Anti-jewish propaganda was not only created by imported German professionals. Notable local Polish artists were employed to create posters that repeated the message that Jews were to blame for world affairs. The traveling exhibitions used original images, sculptures and pictures created by notable top Polish artists to portray Jews as black market profiteers causing food shortages and the menacing puppet-masters inciting America to enter the war and instigating Bolshevik Russia’s aggression.spread German anti-Semitic propaganda. Anti-Jewish poems and rhetoric written by local Polish writers were printed and distributed en masse. The Nazi propagandists often suppressed any indication that the material originated from German sources. In order to encourage the Poles to view Jews as the shared enemy from whom they had been saved by the Germans, they acted to reinforce impressions of pre-war Polish anti-semitism.

While the Germans pulled anti-Western propaganda after just a few months due to its ineffectiveness, anti-Semitic propaganda continued and increased. Even after 1942, when it was toned down elsewhere in Europe in the wake of Western outcry, anti-semitic propaganda was ratcheted up in Poland. With tens of thousands of Polish Jews hiding on the Aryan side of the ghettos, propaganda was a vital tool to prevent Poles from agreeing to help any Jew to survive. Anti-Semitic propaganda continued in Cracow and Warsaw up to the very last days of the war – with anti-Jewish posters distributed in early January 1945, a few days before the Russian army rolled in.

As Grabowski notes, it is difficult to be sure of the impact of German anti-Semitic propaganda in Poland, simply because it did build upon existing anti-Jewish feeling. But he builds upon anecdotal evidence from diaries, eye witnesses and other sources to indicate that such largely visual propaganda did have an effect on Polish Jew-hatred which lasted beyond the end of the war, as can be seen from the Kielce pogrom and other acts of violence against returning Jews.
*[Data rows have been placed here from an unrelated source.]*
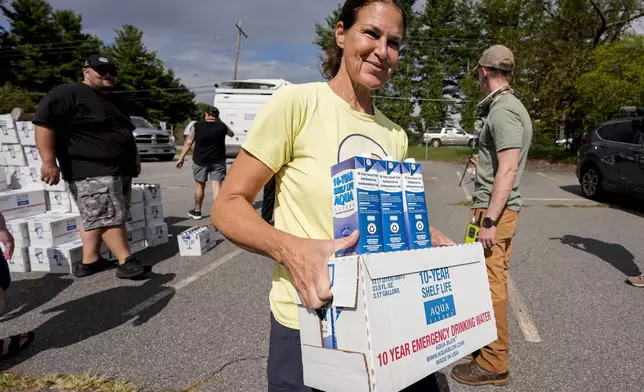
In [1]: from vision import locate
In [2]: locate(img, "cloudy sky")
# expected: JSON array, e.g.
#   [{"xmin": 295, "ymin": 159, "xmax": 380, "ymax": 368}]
[{"xmin": 0, "ymin": 0, "xmax": 360, "ymax": 102}]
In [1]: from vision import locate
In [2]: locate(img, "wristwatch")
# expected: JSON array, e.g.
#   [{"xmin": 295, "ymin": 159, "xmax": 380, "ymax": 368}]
[{"xmin": 482, "ymin": 216, "xmax": 496, "ymax": 229}]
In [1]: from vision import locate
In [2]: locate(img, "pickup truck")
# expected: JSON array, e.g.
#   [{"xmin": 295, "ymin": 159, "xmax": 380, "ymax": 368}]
[{"xmin": 423, "ymin": 128, "xmax": 476, "ymax": 147}]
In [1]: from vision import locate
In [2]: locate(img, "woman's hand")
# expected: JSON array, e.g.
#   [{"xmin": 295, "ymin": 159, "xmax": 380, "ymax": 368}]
[{"xmin": 278, "ymin": 230, "xmax": 360, "ymax": 309}]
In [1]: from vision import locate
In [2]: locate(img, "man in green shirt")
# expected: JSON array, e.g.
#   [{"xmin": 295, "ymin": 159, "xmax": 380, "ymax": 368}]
[{"xmin": 452, "ymin": 45, "xmax": 532, "ymax": 385}]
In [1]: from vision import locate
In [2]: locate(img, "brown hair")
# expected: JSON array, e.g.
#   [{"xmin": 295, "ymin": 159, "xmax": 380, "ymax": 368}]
[{"xmin": 322, "ymin": 0, "xmax": 407, "ymax": 79}]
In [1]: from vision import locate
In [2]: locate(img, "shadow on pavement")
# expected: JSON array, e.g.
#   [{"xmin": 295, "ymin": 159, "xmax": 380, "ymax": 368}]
[
  {"xmin": 0, "ymin": 274, "xmax": 74, "ymax": 321},
  {"xmin": 550, "ymin": 234, "xmax": 642, "ymax": 276},
  {"xmin": 0, "ymin": 274, "xmax": 175, "ymax": 369},
  {"xmin": 560, "ymin": 185, "xmax": 644, "ymax": 218}
]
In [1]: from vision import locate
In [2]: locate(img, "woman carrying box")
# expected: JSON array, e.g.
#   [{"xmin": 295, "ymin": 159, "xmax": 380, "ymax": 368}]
[{"xmin": 211, "ymin": 0, "xmax": 453, "ymax": 391}]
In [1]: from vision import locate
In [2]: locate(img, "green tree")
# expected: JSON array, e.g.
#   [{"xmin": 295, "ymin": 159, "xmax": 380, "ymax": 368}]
[
  {"xmin": 0, "ymin": 0, "xmax": 102, "ymax": 93},
  {"xmin": 105, "ymin": 25, "xmax": 195, "ymax": 124}
]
In short, Grabowski concludes, German anti-Jewish propaganda harnessed existing anti-Semitic sentiments using multiple visual channels in order to override Polish hatred of Germany. They modified their previous successful propaganda with Polish input and the work of notable local Polish artists to better appeal to the local, and largely rural, population. While the impact of this propaganda is difficult to assess, it is concluded to have been significant.